From: Crossroads 12-98
Daniel Gore
Ways That Are Dark
Elephant Rock, (888) 685-9665
by: Jonathan Colcord

  Horace Kephart was archiving the lives of mountain folk in his own way through writing and photography well before people like Alan Lomax, or Moses Asch started recording the music of those people. This CD is a musical journey inspired by Kephart’s book Our Southern Highlanders published originally in 1913 and put together by Daniel Gore. Following the stories of those he knew in North Carolina, Kephart retold stories of illegal liquor as it related to taxes, family-feuds, and the Native American population of that region.

  A studded cast of bluegrass regulars dot this recording. Gore authored all of the songs on the CD but he seems to have ingeniously crafted each song for the performers involved with each.

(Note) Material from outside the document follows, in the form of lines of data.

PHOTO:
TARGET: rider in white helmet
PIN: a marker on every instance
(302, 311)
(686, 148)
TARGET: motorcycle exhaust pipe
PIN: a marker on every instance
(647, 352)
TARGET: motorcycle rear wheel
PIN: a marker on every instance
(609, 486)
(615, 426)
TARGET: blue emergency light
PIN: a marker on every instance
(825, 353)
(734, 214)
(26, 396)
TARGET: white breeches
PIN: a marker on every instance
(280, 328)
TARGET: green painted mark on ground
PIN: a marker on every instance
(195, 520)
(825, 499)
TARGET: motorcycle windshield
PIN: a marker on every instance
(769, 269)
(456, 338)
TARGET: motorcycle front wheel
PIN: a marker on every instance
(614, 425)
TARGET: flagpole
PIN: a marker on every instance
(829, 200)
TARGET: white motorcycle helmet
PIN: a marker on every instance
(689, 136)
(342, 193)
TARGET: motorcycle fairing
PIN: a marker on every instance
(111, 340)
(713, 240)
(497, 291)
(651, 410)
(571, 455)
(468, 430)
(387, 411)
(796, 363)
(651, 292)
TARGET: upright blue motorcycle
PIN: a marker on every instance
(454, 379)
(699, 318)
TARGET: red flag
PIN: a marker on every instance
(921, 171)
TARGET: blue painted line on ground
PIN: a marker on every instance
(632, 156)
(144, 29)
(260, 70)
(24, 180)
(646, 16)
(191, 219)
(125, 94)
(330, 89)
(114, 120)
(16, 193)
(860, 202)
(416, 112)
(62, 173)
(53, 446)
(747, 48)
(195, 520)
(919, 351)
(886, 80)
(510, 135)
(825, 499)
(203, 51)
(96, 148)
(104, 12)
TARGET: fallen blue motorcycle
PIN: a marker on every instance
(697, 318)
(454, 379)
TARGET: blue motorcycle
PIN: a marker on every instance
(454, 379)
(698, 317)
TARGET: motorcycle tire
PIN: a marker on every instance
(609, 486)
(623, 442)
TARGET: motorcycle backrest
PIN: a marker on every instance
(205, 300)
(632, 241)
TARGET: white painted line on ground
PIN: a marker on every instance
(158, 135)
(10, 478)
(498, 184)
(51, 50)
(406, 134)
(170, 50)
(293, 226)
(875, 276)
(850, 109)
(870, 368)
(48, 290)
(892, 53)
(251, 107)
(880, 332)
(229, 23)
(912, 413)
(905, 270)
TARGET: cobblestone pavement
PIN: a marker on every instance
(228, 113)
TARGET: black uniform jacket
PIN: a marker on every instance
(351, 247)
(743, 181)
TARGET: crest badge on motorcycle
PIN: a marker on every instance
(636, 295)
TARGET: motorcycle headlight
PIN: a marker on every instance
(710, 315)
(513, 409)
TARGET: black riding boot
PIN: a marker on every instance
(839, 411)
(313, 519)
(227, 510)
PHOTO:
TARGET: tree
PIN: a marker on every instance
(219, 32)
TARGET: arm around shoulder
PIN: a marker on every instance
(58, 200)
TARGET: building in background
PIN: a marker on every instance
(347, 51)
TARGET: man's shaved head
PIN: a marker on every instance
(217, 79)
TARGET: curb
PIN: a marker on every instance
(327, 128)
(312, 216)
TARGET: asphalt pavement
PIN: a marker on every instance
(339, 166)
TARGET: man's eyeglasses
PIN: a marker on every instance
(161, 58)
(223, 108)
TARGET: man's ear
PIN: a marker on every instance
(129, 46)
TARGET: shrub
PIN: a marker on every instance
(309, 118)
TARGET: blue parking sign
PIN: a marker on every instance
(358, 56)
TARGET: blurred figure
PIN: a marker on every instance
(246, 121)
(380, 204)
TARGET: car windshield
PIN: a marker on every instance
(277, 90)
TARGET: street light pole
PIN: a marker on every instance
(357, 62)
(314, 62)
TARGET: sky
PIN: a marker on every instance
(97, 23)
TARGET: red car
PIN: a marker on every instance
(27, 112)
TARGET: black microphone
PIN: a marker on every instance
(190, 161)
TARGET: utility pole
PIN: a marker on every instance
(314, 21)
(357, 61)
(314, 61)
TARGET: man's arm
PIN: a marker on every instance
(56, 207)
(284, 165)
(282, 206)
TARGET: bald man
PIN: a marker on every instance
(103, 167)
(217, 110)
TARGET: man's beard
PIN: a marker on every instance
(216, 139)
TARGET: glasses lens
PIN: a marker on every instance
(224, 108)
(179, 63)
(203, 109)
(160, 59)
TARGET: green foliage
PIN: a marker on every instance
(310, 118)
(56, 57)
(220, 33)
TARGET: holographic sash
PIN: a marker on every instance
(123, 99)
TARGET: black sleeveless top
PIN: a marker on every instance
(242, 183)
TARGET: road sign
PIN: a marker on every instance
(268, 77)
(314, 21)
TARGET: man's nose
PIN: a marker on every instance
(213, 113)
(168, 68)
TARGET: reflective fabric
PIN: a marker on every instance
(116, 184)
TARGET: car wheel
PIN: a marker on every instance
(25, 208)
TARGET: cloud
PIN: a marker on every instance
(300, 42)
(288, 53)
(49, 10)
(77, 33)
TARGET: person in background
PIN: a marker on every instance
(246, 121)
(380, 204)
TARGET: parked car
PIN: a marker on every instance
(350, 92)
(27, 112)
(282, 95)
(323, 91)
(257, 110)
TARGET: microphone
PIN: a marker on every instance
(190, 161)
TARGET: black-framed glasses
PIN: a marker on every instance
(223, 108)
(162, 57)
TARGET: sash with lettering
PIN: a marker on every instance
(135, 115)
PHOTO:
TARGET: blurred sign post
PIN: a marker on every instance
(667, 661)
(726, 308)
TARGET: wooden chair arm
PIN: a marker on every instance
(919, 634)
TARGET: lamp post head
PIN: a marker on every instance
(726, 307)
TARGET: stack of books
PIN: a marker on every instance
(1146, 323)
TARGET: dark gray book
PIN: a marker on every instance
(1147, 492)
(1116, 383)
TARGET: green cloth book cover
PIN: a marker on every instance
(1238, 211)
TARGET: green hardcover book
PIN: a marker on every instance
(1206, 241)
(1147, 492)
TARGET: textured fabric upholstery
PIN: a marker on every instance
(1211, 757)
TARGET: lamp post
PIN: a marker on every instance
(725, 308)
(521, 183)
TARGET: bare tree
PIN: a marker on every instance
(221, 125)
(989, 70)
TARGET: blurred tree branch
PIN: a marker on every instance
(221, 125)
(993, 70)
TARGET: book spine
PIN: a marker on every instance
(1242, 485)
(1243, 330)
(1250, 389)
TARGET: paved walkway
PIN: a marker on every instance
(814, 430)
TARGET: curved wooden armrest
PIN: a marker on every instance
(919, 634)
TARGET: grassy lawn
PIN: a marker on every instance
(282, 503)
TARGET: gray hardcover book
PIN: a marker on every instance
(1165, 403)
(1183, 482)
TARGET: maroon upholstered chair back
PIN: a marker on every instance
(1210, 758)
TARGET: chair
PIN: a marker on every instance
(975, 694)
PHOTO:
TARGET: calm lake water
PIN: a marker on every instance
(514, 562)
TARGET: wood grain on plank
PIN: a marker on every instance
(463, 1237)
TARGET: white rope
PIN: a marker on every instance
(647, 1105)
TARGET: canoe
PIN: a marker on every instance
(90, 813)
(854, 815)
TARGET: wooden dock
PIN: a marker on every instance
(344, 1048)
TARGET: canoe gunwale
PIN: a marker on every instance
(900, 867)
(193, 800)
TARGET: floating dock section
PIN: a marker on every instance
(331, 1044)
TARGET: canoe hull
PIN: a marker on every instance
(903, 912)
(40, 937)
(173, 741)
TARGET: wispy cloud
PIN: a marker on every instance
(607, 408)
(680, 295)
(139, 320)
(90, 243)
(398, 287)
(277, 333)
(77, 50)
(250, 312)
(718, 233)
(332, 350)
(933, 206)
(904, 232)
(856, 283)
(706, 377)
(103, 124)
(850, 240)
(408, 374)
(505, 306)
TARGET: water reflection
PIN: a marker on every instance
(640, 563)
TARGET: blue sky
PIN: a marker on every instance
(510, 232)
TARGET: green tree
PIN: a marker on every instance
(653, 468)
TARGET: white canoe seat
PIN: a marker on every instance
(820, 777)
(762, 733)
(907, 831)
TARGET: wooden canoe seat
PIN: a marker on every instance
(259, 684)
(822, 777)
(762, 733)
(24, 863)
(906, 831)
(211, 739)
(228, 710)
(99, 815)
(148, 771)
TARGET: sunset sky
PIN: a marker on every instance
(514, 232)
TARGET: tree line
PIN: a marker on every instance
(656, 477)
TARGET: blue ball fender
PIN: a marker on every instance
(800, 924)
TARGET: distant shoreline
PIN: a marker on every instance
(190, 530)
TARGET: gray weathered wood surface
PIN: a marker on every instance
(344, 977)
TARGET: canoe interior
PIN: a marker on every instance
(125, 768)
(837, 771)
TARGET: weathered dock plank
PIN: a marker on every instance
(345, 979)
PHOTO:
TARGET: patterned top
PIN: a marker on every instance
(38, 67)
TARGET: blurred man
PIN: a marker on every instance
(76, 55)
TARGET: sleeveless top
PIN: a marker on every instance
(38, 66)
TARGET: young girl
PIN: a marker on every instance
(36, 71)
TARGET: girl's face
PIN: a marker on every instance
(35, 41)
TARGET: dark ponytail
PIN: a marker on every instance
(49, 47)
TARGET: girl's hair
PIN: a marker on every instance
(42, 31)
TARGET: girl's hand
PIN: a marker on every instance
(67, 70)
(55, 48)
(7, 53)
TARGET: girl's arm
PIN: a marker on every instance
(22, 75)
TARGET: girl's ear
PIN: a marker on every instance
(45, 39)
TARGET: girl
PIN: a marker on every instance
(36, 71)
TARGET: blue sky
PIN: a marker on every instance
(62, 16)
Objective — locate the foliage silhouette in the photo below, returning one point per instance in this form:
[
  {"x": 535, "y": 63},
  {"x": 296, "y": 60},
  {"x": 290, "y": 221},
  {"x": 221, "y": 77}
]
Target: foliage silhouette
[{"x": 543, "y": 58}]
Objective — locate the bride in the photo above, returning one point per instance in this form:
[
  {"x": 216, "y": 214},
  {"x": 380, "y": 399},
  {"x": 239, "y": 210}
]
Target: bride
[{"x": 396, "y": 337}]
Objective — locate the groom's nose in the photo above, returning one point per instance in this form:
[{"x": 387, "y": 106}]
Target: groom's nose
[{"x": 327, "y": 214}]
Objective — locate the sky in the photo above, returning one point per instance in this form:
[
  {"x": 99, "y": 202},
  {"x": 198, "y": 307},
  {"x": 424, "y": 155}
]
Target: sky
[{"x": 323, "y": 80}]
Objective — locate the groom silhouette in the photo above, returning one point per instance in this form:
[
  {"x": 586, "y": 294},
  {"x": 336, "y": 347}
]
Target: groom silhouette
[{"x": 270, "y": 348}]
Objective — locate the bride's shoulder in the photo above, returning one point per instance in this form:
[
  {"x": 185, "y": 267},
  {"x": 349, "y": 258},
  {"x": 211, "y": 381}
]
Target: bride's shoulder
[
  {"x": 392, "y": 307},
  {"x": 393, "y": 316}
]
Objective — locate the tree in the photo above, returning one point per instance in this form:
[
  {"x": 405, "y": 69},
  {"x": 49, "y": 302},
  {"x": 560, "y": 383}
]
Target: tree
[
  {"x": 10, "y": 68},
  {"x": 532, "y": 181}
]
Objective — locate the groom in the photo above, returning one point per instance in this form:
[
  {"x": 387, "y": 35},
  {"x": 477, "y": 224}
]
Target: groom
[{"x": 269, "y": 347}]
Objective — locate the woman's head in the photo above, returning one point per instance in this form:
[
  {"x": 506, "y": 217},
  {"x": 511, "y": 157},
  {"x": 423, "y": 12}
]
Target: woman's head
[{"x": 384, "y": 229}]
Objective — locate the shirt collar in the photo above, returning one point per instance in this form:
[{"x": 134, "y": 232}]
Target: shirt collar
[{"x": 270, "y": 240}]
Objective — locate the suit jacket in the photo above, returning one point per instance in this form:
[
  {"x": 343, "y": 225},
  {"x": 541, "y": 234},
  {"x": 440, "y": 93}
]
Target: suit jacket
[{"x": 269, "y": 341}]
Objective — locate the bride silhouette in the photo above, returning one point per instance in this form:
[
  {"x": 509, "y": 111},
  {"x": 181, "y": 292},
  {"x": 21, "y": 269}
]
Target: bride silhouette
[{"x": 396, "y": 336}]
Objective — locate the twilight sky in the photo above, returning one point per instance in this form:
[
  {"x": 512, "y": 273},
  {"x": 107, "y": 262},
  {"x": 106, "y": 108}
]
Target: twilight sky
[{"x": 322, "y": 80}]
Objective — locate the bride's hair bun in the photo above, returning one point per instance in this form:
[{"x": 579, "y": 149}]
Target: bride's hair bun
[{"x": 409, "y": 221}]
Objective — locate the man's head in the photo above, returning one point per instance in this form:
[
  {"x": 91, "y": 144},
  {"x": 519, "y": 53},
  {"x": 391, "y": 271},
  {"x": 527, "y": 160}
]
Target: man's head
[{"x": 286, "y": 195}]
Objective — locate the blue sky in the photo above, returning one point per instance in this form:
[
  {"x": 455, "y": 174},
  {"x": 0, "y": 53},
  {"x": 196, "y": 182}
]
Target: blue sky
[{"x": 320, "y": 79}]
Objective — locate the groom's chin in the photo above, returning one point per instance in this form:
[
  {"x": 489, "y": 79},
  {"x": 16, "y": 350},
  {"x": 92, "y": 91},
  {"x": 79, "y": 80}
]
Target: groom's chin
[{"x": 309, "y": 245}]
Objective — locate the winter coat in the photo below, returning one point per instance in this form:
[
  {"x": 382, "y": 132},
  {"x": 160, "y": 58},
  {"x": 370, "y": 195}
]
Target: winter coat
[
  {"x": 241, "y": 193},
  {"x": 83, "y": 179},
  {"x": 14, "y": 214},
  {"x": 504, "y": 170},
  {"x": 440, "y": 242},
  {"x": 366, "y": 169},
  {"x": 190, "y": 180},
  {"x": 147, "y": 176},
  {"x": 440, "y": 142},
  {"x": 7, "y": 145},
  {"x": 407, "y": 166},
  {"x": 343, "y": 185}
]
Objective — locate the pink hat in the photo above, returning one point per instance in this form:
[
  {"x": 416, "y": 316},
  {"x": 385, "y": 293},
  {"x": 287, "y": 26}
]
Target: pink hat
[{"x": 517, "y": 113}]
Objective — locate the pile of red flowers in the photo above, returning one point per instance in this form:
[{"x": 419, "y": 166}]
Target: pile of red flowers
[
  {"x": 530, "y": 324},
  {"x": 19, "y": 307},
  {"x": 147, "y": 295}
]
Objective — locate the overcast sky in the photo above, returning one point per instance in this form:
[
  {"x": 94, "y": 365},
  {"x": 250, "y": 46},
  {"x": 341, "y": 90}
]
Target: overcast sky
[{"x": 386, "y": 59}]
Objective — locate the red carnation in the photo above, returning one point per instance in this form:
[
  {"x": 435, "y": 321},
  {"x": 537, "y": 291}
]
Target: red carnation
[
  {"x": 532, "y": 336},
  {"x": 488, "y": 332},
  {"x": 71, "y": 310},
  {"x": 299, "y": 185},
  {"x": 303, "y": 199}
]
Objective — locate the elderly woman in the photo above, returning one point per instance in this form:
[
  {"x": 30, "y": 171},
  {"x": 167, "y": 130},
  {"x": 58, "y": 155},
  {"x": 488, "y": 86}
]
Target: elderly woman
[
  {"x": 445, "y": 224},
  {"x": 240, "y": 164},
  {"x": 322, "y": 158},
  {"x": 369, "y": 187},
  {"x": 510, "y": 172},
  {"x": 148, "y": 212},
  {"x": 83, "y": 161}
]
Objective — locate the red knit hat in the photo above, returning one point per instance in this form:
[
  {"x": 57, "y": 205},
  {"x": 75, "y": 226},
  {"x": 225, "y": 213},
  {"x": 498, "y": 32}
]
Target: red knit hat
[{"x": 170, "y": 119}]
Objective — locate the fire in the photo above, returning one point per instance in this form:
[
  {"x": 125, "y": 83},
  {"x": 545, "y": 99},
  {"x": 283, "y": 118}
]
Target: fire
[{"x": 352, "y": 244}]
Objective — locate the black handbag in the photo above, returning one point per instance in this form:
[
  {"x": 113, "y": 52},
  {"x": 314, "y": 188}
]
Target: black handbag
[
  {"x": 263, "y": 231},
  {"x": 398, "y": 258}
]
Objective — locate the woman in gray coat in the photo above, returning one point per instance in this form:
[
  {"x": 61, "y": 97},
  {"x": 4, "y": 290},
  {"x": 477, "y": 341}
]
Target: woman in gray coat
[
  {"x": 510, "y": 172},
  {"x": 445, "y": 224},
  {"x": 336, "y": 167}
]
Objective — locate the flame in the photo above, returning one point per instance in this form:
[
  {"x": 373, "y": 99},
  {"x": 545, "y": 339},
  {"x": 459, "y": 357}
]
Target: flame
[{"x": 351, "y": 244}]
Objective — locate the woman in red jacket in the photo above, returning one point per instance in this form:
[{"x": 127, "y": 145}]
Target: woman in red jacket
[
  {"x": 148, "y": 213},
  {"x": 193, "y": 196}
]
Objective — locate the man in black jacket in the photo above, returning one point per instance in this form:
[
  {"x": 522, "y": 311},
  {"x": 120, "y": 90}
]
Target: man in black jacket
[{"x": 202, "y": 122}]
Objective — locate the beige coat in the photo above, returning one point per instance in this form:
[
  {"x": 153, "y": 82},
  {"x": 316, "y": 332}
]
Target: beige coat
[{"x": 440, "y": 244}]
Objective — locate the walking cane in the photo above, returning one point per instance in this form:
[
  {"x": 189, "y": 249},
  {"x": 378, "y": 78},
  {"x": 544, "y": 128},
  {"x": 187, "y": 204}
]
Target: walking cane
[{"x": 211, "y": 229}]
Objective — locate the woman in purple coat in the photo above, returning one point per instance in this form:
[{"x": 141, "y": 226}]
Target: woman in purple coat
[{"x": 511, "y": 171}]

Peter Rowan is the most present, contributing vocals and guitar to many songs. Tim O’Brien’s handling of the song makes it sound like one of the many he has penned himself. The same goes for the Rowan cuts. With the title song Ways That Are Dark, Gore has even included a line often uttered by Rowan via Bill Monroe such as in the chorus with the phrase ancient tones: There are ways that are dark as a leaf from the past, ancient tones haunt the hollers and the coves. There are bones of the raven that flew from Noah’s Ark. In the hills there are ways that are dark. The song placement on the CD is such that the storyline of one song often seems to directly relate to the next such as Noah’s raven, In The Snakestick Man and A Sugarland Raid, the theme is first the arrest of local Cherokee in a trade of goods for liquor by the government tax men - - carved snake head canes. Following, in the song A Sugarland Run we revisit the snakestick theme again.

  The flow is a great mixture of Monroe-style bluegrass and some Scotch-Irish inspired folk music, Mary Miller adds some wonderful lead vocals to French Broad written once again by Gore and sounding much like a traditional song. Miller also sings beautiful harmony with Rowan on songs such as The Snakestick Man which has a waltz melody and beautiful twin-fiddling from Rickie Simpkins on both fiddles. Other fine musicians here include Tony Williamson, Jack Lawrence, Craig Smith, and other notables. Gore truly knew what he was dong on this project and even took a backseat to performers he lined up, himself playing on only a few pieces. Enough cannot be said about this incredible project. Just go get it and devour it.